Sheriff Stilinski had shed some light onto the situation that, for some unknown reason, we hadn't thought of. Lydia and I have a connection, we're always in sync and I can sometimes hear her thoughts or feel her emotions. I should be able to find the cipher keys too, if Lydia and I really are as in sync as we have been in the past, I should have no problems getting the names.

"I know," he said as he began to explain himself, "but I remember Kasey telling me that her and Lydia are connected... that she can feel and hear what Lydia feels and hears. Maybe Kasey can help Lydia find the other two ciphers? Two heads are better than one, ya know?"

I was going to have to open that door in my head again; the door that allowed me to be with Lydia in as many possible ways. Which meant I was going to have to tell everyone about the small detail of me being a werewolf now. So, the question is... how am I going to do that?


▴▵▴ 


The next morning I had one mission; avoid Scott at all cost.

Why?

Well, because apparently he was bringing Derek to meet Liam and do some sort of exercise and I was so not prepared to see Derek again. The last time I saw him, he was a teenager talking about being in love with me and let Kate shock me and complete my transition.

I'm not angry at him, I get that he was scared and he was mad that I had lied to him and Kate was someone he trusted at that age. I get that he panicked and did what he had to in order to get the answers he wanted. I get that he was scared and worried about his family. And most importantly, I get that he was blinded by the love he had for Kate Argent. 

Anger is not what I feel when I think of seeing Derek Hale again. 

Fear is what I feel.

I know he's going to somehow sense that I'm a werewolf and he's going to either force me to tell Scott, or he's going to tell Scott against my will. I still haven't figured out how I'm going to explain this to my brother yet, I just need a little bit more time.
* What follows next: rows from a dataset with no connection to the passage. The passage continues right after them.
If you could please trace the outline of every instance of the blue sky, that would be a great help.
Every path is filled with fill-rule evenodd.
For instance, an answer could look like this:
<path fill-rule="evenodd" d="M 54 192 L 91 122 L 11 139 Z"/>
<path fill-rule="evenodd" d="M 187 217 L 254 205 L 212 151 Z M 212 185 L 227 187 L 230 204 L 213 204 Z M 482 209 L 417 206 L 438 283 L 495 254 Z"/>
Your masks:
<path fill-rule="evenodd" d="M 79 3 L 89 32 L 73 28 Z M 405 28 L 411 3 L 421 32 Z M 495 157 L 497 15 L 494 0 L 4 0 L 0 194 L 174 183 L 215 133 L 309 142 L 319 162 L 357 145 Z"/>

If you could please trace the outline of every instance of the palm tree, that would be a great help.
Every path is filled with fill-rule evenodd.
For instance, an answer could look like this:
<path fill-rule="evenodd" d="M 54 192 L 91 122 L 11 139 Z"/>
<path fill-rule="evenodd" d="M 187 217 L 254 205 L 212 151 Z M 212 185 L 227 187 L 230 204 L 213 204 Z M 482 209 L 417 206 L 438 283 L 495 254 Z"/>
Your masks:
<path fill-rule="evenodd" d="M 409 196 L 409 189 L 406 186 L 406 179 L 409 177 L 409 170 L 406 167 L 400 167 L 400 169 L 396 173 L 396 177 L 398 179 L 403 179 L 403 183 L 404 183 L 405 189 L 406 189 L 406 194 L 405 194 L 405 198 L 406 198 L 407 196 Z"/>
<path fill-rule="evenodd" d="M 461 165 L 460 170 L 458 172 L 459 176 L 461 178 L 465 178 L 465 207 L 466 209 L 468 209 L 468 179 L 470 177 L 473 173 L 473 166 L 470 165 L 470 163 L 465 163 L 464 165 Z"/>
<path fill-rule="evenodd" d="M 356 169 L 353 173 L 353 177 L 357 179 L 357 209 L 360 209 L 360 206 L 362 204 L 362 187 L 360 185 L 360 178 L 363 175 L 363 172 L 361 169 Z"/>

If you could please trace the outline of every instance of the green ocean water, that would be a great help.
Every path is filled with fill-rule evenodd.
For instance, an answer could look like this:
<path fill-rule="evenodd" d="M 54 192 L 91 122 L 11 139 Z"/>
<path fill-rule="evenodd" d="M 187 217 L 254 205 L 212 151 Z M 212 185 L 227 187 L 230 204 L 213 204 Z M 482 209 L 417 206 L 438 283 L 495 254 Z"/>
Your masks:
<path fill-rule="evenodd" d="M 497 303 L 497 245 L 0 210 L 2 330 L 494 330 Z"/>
As I was maneuvering through the hallway to Music Appreciation 101, I realized that I forgot my notebook in my locker. I needed that notebook because 90% of my grade in that class relies on the fact that I take notes and "appreciate" the beautiful art and rich history in music.

I knew I was going to be late at this point, the bell was ringing and I was now having to turn back around and head back to my locker. I was doing exceptionally well with avoiding tardy's this semester. My record was now tainted because of a damn notebook. 

Once I got back to my locker and retrieved my notebook, I slammed it shut and spun around to get to class. Only, instead of going to class I ran into someone. Or, rather... a chest of someone. A chest that I was all too familiar with. A chest clad in a dark gray shirt and black leather jacket. 

I sighed as I glanced up and locked my gaze with Derek's. He offered me a sarcastic smirk as he folded his arms over his chest and quirked an eyebrow, "Been avoiding me?"

"That requires too much effort on my end," I scoffed as I adjusted my backpack, "more like not finding the time to see or contact you."

He rolled his eyes, "Ouch."

"I'm gonna be late for class, it was nice talking to you though." I muttered as I attempted to move around him. My attempt fell short as he snatched up my wrist and pulled me into one of the janitor's closets. He slammed the door shut and locked us in, leaving me with no other choice other than to stay here and talk to him. 

Great.

Derek blinked once, "I'm not going to say this twice, so listen carefully. I could smell you from outside of the building. I know that you are a werewolf and I also know that you haven't told Scott. He's got way too much on his plate right now to even notice that you're different, which means you need to tell him."

"Since when are you so concerned with Scott's feelings?" I asked in annoyance. I knew this was going to happen. I knew as soon as he saw me he was going to know about the transition and he was going to force me to tell Scott.

He clenched his jaw, "I don't like keeping secrets, Kasey."

"Oh, really?" I chuckled, "Then would you care to share about you being in love with me?"

Derek's entire demeanor changed as his eyes widened and his jaw went slack. I didn't think he was in love with me, there's no way that Derek Hale was in love with me. I just thought it was odd that the only thing he could remember as a teen was me saying that I loved him. Which happened to be a joke.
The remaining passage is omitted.